Der Gründungsmythos der Bundesrepublik Deutschland (BRD) ist eng mit dem Ende des Zweiten Weltkriegs und der Teilung Deutschlands verbunden. Nach der Kapitulation Deutschlands 1945 wurde das Land in vier Besatzungszonen aufgeteilt, die von den Alliierten (USA, Großbritannien, Frankreich und die Sowjetunion) kontrolliert wurden.
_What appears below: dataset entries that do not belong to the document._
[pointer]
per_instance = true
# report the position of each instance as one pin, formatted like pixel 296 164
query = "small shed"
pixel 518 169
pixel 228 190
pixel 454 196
Die Spannungen zwischen den westlichen Alliierten und der Sowjetunion führten zur Teilung Deutschlands in zwei Staaten: die BRD im Westen und die DDR im Osten. Der Gründungsmythos der BRD basiert auf der Vorstellung, dass die Bundesrepublik als demokratischer und rechtsstaatlicher Gegenentwurf zur Diktatur des Nationalsozialismus und zur kommunistischen Diktatur in der DDR geschaffen wurde. Die BRD wurde am 23. Mai 1949 mit der Verkündung des Grundgesetzes gegründet, das als provisorische Verfassung gedacht war, bis eine Wiedervereinigung Deutschlands möglich wäre. Ein zentraler Aspekt dieses Mythos ist die Westbindung der BRD, die sich in die westlichen Wertegemeinschaften wie die NATO und die Europäische Wirtschaftsgemeinschaft (heute EU) integrierte. Diese Westbindung wurde als Schutz gegen die Bedrohung durch den Kommunismus und als Garant für Frieden und Wohlstand gesehen. Zusammengefasst lässt sich der Gründungsmythos der BRD als die Schaffung eines demokratischen, rechtsstaatlichen und westlich orientierten Staates in Abgrenzung zu den totalitären Regimen der Vergangenheit und der Gegenwart verstehen.